Ha ragione Fulvio De Nigris quando, rievocando il caso Englaro, in occasione della Giornata nazionale degli stati vegetativi – istituita il 9 febbraio, nel giorno in cui Eluana è morta – parla di «vite differenti». Chi, come De Nigris, come me e tanti altri, ha vissuto accanto a qualcuno in questa condizione, sa benissimo che non si tratta di «vegetali », persone «quasi morte», vite «senza biografia» e senza importanza, che non vale più la pena di vivere. Insomma, persone che, perdendo la propria autonomia, la capacità di interagire, hanno perso la propria umanità. Eppure era difficile spiegare, allora come oggi, che si tratta di persone in condizione di estrema disabilità, che hanno, a volte, una vita interiore segreta, che noi non percepiamo e non sappiamo decifrare, ma che gli scienziati, con tecniche di indagine mirate, cominciano a scoprire. Quante volte, invece, abbiamo sentito affermare che chi è attaccato a un respiratore, o anche chi semplicemente viene alimentato tramite un sondino, è tenuto in vita dalle macchine «artificialmente »; come se la medicina non fosse esattamente questo, tenere in vita con farmaci, device, protesi, e tutti gli «artifici» possibili, il malato.

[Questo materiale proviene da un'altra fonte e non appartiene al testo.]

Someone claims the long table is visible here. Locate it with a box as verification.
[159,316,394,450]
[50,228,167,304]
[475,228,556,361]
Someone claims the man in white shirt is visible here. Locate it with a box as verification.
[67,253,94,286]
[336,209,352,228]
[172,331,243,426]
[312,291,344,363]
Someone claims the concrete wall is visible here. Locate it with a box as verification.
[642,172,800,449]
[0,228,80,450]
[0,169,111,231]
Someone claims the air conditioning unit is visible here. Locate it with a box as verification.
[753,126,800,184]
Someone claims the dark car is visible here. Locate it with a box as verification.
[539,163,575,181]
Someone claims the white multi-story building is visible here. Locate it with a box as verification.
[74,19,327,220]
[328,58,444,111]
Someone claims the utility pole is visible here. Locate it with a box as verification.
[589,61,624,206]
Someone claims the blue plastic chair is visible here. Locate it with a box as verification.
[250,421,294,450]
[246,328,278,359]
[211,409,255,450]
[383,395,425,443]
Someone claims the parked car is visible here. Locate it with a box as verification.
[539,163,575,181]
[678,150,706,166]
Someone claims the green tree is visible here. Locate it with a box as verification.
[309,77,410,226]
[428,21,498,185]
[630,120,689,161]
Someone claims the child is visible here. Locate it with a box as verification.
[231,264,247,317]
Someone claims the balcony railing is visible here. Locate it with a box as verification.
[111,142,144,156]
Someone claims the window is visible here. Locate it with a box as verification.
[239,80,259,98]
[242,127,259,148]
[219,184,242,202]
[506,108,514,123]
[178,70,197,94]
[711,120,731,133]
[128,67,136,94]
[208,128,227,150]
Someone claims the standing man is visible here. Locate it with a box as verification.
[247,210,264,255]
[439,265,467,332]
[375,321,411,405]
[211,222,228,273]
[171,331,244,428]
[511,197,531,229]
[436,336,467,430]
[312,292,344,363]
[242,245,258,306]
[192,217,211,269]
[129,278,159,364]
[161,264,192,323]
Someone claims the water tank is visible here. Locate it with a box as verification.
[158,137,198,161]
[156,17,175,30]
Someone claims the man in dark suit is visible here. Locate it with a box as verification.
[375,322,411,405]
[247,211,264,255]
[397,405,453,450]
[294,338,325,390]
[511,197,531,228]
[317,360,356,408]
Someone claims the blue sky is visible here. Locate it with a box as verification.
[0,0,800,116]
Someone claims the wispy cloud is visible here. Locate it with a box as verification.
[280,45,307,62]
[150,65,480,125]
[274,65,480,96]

Ma in quella affermazione c’è, sottintesa, una valutazione liquidatoria, l’idea che ci siano malati su cui il sistema sanitario non deve sprecare risorse e attenzione. Oggi, con l’imperversare della pandemia, con l’improvvisa scoperta delle mancanze della nostra sanità, fino a ieri ritenuta tra le migliori al mondo, alcuni hanno posto un problema analogo: è giusto insistere a curare una persona molto anziana, che magari soffre di altre patologie, e non destinare da subito risorse, terapie, posti letto e anche tempo, ad altri, più giovani e con più anni di vita davanti? Anche se la questione viene considerata sotto il profilo della allocazione delle risorse, è in realtà lo stesso dilemma etico di cui l’Italia venne investita con il caso Englaro, un dilemma che mette in discussione i valori su cui si fonda una comunità solidale. De Nigris ricorda – e lo ringrazio – l’impegno mio e del ministro Sacconi nell’affrontare il problema delle persone in stato vegetativo, affidate fino ad allora a iniziative episodiche, o al sacrificio personale dei caregiver familiari, spesso senza un aiuto pubblico. Mettemmo in piedi un bel lavoro di squadra, con gli esperti e le associazioni, per arrivare all’accordo Stato-Regioni che disegna un percorso modellato sulle esigenze dei pazienti e delle famiglie.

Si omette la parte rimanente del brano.